Não é a primeira vez que encontro matéria histórica e lendária a sugerirem a GEMINAÇÃO dos concelhos de Castro Daire/Castro Verde. O primeiro na Beira Alta e o segundo no Baixo Alentejo. No meu livro «Afonso Henriques, História e Lenda» (editado em 2010) refiro o Monte das Cabeças em Castro Verde e o Monte das Cabeçadas, em Reriz, no qual existe a Ermida de Rodes atribuída ao Ermitão que, em Ourique, aconselhou o nosso primeiro rei a enfrentar os mouros. A essa situação soma-se mais esta, agora.
Sobranceiro a Lamelas, temos o Monte da Cabeça e o CRUZEIRO COMEMORATIVO do «VIII CENTENÁRIO» da Batalha de Ourique, em 1139, ereto ali em 1940, por quem sabia muito de história, de política e mais ainda de LATIM, pois isso ficou gravado na pedra pelo canteiro que, esse sim, ponteiro numa mão e maceta noutra, lhe deu a forma ignorando, seguramente, o significado.

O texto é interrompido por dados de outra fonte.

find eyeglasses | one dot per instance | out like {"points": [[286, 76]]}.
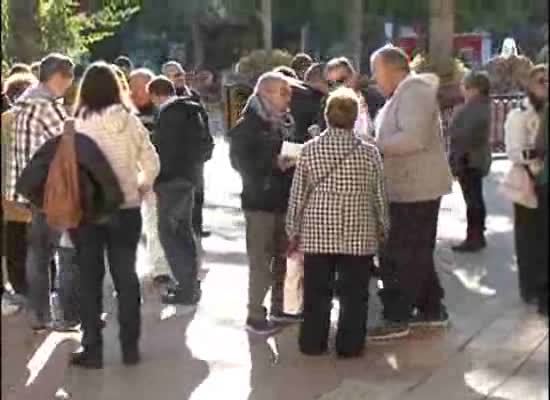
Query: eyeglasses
{"points": [[336, 83]]}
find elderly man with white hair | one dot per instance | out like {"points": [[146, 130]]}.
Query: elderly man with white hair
{"points": [[255, 152]]}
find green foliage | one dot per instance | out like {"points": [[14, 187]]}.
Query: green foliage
{"points": [[259, 61], [451, 73], [65, 30]]}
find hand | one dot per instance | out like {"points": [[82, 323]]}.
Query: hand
{"points": [[143, 190], [293, 245], [285, 162]]}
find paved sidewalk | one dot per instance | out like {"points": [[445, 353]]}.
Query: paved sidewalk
{"points": [[495, 349]]}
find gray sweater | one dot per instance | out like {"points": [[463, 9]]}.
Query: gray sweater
{"points": [[409, 135]]}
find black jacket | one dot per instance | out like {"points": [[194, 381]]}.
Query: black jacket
{"points": [[306, 110], [147, 115], [253, 152], [182, 140], [100, 190]]}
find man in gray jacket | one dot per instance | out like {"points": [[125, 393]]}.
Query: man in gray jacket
{"points": [[408, 134]]}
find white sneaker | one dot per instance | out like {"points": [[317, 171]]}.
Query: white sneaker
{"points": [[9, 308]]}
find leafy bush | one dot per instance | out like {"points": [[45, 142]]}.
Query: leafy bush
{"points": [[259, 61], [453, 72]]}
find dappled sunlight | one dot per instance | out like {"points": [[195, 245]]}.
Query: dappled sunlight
{"points": [[44, 352]]}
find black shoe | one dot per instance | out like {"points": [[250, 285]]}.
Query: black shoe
{"points": [[350, 354], [261, 327], [87, 359], [282, 317], [162, 280], [470, 246], [388, 331], [435, 320], [177, 296], [130, 355]]}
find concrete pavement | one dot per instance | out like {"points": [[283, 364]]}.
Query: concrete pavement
{"points": [[495, 349]]}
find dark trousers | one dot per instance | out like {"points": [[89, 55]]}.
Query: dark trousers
{"points": [[198, 205], [531, 242], [471, 182], [407, 266], [43, 242], [266, 250], [14, 249], [118, 239], [348, 277], [542, 292], [174, 208]]}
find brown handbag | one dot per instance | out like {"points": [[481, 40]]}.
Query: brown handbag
{"points": [[62, 205]]}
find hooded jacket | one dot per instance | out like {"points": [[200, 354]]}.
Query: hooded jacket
{"points": [[100, 192], [254, 148], [182, 140], [124, 140], [409, 135], [38, 117]]}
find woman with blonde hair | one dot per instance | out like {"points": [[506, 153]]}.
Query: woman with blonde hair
{"points": [[338, 217]]}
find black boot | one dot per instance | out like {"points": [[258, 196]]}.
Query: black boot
{"points": [[88, 358]]}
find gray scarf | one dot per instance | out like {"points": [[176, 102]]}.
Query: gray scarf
{"points": [[280, 121]]}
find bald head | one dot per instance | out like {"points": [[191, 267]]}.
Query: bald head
{"points": [[390, 65], [138, 81], [275, 89], [175, 72]]}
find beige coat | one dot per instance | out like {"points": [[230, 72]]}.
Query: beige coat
{"points": [[409, 135]]}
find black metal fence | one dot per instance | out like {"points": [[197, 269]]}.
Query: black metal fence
{"points": [[500, 107]]}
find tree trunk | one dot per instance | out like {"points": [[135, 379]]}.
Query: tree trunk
{"points": [[441, 32], [198, 42], [24, 39], [266, 15], [355, 32]]}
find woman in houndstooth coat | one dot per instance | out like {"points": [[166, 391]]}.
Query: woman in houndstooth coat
{"points": [[338, 217]]}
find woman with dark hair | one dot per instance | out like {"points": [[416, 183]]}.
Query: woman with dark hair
{"points": [[470, 156], [102, 114], [522, 129], [338, 217], [16, 84]]}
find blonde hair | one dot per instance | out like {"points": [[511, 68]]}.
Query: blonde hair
{"points": [[342, 109]]}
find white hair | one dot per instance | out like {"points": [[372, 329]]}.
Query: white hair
{"points": [[268, 79]]}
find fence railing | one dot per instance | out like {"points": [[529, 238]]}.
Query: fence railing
{"points": [[500, 107]]}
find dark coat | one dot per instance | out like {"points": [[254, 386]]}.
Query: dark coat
{"points": [[182, 140], [305, 107], [100, 190], [469, 133], [254, 149]]}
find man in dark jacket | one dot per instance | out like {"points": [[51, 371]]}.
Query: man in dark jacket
{"points": [[138, 81], [470, 156], [305, 105], [184, 145], [255, 152], [175, 72]]}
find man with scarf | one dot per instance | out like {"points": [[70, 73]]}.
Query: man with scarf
{"points": [[255, 147]]}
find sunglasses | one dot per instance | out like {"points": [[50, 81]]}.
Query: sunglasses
{"points": [[336, 83]]}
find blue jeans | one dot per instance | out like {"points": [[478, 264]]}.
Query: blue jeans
{"points": [[175, 226], [43, 242], [117, 238]]}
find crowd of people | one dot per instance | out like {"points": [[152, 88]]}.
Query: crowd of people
{"points": [[367, 170]]}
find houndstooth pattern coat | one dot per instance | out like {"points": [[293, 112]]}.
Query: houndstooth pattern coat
{"points": [[338, 200]]}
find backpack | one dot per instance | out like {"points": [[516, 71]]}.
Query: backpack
{"points": [[62, 205]]}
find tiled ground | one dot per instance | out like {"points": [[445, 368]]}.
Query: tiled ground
{"points": [[496, 348]]}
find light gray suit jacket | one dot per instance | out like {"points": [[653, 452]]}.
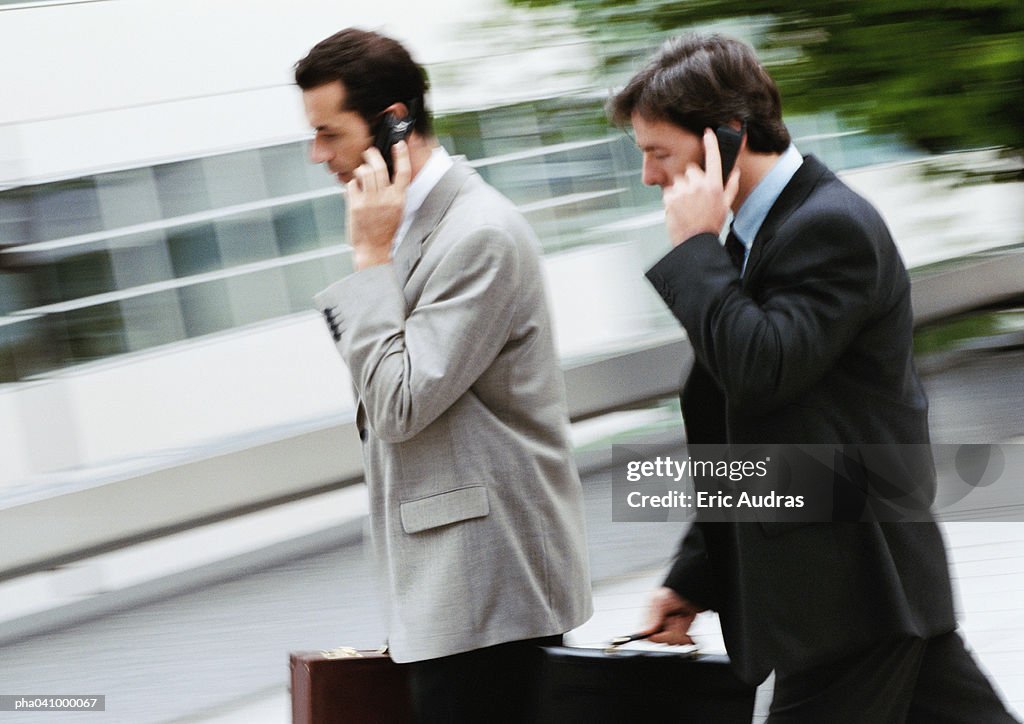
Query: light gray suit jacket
{"points": [[476, 508]]}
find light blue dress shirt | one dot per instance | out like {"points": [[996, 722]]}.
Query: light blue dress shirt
{"points": [[755, 209]]}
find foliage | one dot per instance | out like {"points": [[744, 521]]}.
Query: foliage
{"points": [[942, 75]]}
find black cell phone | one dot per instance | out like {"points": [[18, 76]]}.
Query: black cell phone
{"points": [[390, 130], [728, 145]]}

Estas coincidências toponímicas dos MONTES, v.g. das CABEÇAS (em Castro Verde), das CABEÇADAS (em Reriz) e da CABEÇA (em Lamelas) somadas ao comum topónimo "castro", todos eles, de uma forma ou outra associados às façanhas históricas e lendárias a D. Afonso Henriques, são por mais evidentes, para eu, como investigador e historiador, as deixar sem reparo.
E mais ainda. A carta geográfica militar (edição de 1987), como bem se pode ver, designa aquele morro por CABEÇA. Mas os habitantes dos Braços chamam-lhe COVAL. São designações aparentemente antagónicas. CABEÇA remete-nos para algo que está em cima (como é o caso) e Coval para algo que está em baixo (que não é o caso). Mas se tivermos presente a Batalha de Ourique e nos lembrarmos das cabeças dos cinco reis mouros a rolaram por terra, v.g. irem para a cova, em breve se esbate o antagonismo dos termos. E se atribuirmos significado histórico às contendas travadas nos montes por causa dos matos e pastoreio, contendas que chegaram aos meados do século XX, ao meu tempo, cujos contendores se enfrentavam com forcados, estadulhos, gadanhas e forquilhas (lembro o confronto das gentes de Cujó com as de S. Joaninho no sítio do Cadouço, a discutirem a linha divisória das freguesias e do ofício que sobre isso fiz dirigido ao Governador Civil, em 1983) os habitantes dos Braços bem poderiam ter razões sobejas para chamarem COVAL aquele cabeço, onde poderão ter rolado Cabeças.